The Teachers of Gurdjieff
- First edition
- Author: Rafael Lefort
- Language: English
- Publisher: Victor Gollancz, Malor Books
- Publication date: 1966, 1998
- Publication place: United Kingdom
- Media type: Print (Hardback & Paperback)
- Pages: 159
- ISBN: 1-883536-16-2 (2nd ed. paperback)
- OCLC: 39633686
- Dewey Decimal: 197 21
- LC Class: BP605.G94 G87 1998

= The Teachers of Gurdjieff =

The Teachers of Gurdjieff is a book by Rafael Lefort that describes a journey to the Middle East and central Asia in search of the sources of G. I. Gurdjieff's teaching, and culminates in the author's own spiritual awakening, by meeting and "opening" to the teachings of the Naqshbandi Sufis. The author's search finally leads him to the Sarmoun monastery in Northern Afghanistan where Gurdjieff had been previously taught.

The authors of the Handbook of Islamic Sects and Movements, Muhammad Afzal Upal and Carole M. Cusack consider the book to be a product of the Sufi school associated with Idries Shah and his brother Omar Ali-Shah, and cast doubt on its authenticity.
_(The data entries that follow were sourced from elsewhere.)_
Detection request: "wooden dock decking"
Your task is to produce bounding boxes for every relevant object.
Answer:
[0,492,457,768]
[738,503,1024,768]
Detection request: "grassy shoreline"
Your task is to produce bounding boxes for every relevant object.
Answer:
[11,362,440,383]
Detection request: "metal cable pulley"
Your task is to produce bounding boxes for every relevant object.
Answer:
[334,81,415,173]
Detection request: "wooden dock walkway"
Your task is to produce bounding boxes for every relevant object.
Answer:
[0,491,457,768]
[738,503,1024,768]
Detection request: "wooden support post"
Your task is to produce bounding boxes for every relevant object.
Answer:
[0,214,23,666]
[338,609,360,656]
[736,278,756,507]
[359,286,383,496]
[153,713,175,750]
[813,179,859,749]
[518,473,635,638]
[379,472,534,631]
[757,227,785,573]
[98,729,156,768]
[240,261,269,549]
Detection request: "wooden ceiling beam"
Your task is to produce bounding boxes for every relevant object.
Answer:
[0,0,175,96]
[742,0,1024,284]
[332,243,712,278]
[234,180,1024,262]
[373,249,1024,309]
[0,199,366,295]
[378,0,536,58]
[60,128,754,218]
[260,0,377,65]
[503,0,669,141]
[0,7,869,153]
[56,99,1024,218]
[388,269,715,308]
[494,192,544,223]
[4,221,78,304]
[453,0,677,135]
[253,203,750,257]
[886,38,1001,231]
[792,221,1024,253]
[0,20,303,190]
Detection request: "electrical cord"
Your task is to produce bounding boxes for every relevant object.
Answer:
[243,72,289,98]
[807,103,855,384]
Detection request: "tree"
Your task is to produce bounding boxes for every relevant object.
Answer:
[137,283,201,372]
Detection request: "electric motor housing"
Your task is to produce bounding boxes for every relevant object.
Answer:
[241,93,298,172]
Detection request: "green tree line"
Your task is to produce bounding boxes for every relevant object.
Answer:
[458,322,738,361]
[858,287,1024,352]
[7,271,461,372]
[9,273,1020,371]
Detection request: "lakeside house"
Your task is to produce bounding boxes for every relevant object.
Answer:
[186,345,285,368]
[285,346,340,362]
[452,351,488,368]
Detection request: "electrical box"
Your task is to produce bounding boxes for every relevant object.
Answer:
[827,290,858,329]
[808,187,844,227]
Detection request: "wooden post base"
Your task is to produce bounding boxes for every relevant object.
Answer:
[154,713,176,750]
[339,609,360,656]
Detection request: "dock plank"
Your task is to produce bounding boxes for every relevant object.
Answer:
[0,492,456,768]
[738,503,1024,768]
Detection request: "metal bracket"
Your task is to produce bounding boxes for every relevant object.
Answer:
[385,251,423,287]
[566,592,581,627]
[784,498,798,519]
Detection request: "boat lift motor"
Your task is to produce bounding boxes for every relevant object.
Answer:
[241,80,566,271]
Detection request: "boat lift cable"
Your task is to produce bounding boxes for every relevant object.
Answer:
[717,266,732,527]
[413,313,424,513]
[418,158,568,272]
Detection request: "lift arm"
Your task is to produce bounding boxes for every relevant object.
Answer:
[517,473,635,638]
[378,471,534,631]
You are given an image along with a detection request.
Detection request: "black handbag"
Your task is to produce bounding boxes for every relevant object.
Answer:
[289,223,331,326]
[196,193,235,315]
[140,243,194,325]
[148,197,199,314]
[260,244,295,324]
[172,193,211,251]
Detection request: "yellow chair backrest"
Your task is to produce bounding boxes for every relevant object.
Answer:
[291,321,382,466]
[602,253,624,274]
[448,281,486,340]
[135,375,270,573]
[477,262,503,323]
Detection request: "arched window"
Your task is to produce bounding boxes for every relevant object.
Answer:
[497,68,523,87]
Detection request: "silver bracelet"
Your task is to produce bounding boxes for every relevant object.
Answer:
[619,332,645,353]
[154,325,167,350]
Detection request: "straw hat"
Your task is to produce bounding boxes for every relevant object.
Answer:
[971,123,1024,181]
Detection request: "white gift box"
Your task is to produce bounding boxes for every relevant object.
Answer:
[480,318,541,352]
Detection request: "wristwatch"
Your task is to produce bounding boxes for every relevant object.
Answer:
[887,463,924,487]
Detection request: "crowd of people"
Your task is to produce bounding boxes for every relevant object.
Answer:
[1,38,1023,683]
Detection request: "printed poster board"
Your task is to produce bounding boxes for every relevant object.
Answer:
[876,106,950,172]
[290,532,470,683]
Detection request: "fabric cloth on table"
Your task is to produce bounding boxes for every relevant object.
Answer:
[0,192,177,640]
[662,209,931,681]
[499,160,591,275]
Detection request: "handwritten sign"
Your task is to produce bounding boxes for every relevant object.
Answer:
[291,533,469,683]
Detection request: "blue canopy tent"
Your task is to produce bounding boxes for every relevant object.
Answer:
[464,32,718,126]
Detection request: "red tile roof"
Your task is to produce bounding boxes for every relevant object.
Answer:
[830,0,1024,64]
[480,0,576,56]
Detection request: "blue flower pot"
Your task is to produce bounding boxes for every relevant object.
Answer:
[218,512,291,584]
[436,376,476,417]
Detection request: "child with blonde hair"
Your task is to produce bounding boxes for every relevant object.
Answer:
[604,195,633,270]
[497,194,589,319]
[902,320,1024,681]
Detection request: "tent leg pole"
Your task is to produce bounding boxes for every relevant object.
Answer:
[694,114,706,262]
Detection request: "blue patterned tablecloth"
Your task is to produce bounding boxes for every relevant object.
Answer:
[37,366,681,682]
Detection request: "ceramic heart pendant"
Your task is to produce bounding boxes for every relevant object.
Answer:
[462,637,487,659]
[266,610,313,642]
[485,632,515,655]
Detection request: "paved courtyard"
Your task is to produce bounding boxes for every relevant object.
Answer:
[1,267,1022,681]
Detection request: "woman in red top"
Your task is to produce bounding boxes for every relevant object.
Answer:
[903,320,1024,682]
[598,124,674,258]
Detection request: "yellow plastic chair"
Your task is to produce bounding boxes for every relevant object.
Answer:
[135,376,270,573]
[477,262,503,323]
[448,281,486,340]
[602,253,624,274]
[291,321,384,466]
While Upal and Cusack speculate that the "polemic" writing style could be that of Omar Ali-Shah, British historian Mark Sedgwick believes that Rafael Lefort is "almost certainly a pseudonym for Idries Shah." Speaking at the First International Conference on Theosophical History held in London on 18–20 July 1986, Paul Johnson added to the speculation that The Teachers of Gurdjieff was the work of Idries Shah, and that it "seems to have been written to attract Gurdjieff's followers to contemporary Sufism." The Gurdjieff biographer James Moore describes the book as a "distasteful fabrication".
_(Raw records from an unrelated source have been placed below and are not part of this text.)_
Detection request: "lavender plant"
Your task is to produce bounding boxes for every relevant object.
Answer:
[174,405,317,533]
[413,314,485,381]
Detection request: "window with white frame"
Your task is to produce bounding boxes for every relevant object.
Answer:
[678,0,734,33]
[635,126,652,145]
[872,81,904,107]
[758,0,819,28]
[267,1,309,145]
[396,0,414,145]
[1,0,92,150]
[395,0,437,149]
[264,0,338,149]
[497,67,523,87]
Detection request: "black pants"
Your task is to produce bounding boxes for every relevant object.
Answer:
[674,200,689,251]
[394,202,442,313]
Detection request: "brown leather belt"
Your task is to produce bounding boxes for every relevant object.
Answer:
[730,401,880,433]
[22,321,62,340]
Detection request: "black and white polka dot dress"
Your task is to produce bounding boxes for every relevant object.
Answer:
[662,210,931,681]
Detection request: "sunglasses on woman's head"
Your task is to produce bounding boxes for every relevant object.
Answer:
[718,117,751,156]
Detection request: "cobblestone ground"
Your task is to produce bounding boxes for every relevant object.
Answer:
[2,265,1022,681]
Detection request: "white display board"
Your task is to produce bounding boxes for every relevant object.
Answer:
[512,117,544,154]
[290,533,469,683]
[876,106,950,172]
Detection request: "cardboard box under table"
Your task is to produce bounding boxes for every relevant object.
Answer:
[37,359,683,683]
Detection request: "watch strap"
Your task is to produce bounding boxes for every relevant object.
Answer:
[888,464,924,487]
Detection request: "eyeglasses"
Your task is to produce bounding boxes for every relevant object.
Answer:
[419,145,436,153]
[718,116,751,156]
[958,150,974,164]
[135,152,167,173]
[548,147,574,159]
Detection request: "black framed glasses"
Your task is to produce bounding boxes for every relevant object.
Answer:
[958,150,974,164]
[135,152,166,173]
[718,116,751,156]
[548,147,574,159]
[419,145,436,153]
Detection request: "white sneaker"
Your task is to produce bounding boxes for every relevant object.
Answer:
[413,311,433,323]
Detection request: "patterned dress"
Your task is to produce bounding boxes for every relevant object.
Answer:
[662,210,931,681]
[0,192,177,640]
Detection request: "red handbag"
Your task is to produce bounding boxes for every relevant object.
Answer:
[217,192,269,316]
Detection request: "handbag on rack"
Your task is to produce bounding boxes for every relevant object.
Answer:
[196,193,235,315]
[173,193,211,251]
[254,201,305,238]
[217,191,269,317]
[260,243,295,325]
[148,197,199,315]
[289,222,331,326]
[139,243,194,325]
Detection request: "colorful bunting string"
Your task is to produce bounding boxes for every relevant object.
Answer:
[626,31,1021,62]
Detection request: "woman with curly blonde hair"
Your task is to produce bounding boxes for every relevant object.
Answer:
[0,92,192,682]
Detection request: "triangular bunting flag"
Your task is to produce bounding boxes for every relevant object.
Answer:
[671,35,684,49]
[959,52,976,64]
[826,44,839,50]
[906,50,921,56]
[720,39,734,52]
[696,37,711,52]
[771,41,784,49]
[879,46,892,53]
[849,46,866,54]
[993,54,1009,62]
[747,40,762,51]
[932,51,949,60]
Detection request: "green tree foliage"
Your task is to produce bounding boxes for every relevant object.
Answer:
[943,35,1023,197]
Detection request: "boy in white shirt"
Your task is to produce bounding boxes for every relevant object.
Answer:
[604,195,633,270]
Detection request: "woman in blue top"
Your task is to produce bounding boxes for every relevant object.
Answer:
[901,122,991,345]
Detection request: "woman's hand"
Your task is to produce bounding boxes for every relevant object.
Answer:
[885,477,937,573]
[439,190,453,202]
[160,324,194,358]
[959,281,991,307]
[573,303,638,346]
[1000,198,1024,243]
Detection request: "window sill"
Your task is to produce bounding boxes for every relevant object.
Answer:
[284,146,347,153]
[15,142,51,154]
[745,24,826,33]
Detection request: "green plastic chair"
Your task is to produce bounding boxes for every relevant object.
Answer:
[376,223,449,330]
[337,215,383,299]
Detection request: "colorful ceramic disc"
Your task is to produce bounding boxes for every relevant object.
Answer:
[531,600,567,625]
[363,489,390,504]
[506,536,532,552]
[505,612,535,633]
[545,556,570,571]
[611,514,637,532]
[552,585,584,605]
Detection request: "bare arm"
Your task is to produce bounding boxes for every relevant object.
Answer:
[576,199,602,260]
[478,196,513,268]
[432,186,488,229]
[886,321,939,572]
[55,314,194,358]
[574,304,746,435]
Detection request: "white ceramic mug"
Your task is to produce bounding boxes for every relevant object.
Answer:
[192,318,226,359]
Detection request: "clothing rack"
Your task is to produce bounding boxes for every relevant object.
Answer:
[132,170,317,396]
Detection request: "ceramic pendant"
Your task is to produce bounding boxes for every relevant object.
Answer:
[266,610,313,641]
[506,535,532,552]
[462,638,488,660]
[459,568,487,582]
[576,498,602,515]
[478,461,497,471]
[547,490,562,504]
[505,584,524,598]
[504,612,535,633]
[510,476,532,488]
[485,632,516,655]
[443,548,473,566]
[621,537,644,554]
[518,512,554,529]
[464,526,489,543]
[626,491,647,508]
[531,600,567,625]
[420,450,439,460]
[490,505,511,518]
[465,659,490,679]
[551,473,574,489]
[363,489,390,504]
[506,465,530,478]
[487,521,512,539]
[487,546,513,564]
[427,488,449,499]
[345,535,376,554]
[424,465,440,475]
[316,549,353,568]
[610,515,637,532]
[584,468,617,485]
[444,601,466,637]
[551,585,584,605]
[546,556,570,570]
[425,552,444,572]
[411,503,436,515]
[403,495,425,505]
The book first appeared in 1966 from the British publishing house Victor Gollancz. A second edition was published in 1998 by Malor Books under the editorial directorship of Robert Ornstein, a prominent American associate of Idries Shah. A Spanish version has been published by Alif Publishing Corp., which publishes many of Omar Ali-Shah's works, and a Portuguese one by Edições Dervish. A French version ("Les maîtres de Gurdjieff") has been published by Le Courrier du Livre in 1977.